When the Public Commons is Black/Land

In a recent article in The Huffington Post, Tiya Miles explores another context for black relationship to public land. In Miles’ description of how “An Emergency Manager Would Put Belle Isle at Risk” the MacArthur Fellow and scholar of African-American studies connects black people’s relationship to public land with the very fundament of democratic self-governance.

The ongoing financial crisis in Detroit may lead to appointment of an Emergency Manager for the city, an administrator whose authority would over-rule all of Detroit’s democratically elected municipal bodies. Linked to this possibility is the sale of land owned by the people of Detroit; the beautiful public park filled with old growth forests in the Detroit River known as Belle Isle.

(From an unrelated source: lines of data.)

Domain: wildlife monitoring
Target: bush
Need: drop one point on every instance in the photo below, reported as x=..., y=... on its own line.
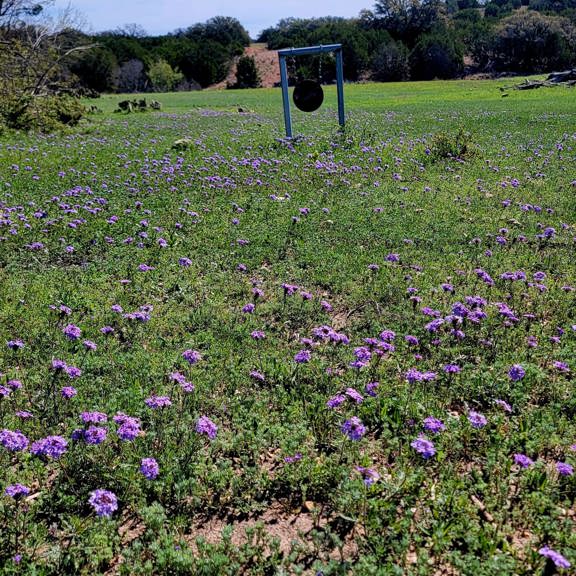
x=390, y=63
x=436, y=56
x=41, y=113
x=447, y=145
x=247, y=75
x=532, y=42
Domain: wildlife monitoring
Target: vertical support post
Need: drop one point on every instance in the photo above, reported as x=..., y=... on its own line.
x=285, y=97
x=340, y=86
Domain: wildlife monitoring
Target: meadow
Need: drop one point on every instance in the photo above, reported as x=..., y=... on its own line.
x=223, y=352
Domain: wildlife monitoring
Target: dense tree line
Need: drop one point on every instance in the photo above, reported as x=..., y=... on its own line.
x=425, y=39
x=396, y=40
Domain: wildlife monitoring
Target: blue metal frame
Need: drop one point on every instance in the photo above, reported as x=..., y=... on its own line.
x=289, y=52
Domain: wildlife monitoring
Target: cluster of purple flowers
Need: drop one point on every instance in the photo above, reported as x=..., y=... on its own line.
x=353, y=428
x=191, y=356
x=104, y=502
x=207, y=427
x=13, y=440
x=129, y=428
x=149, y=468
x=52, y=447
x=156, y=402
x=17, y=491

Detroit is a city where 82% of its residents are black. Miles reminds us that non-democratic governance and seizure of land have particular meaning in the history of black people in America:

If Detroit is a black city, then Belle Isle is black land. It is precious, peaceful, protected land held in trust for the people of the city. Land is the basis for human livelihood and prosperity. And yet, across this nation and for centuries, African Americans have had valuable land stripped out from under us– think of those 40 acres that never materialized after the Civil War, of the many black families who lost farms to illegal deals and swindles after Reconstruction, of the Geechee and Gullah communities on the sea islands of Georgia and South Carolina who lost their land to resort development, and of the struggling residents of Detroit who are losing their own backyards to foreclosure. The loss of Belle Isle to private purchasers, beholden only to themselves, would be a sad addition to this lamentable list.

Miles’ essay leads to questions that strike at the root of whether black people are full participants in American democracy:

  • Are public green spaces something that, during hard times, black people have to live without?
  • Is race connected with the appointment of Emergency Managers in economically struggling cities?
  • American democracy is based on the idea of a “public commons,” the elements of our physical and cultural environment that all of us share. How does the threat of losing this physical commons affect black people’s civic engagement and participation in democratic institutions? 

What do you think is the relationship between democracy, black people and public land?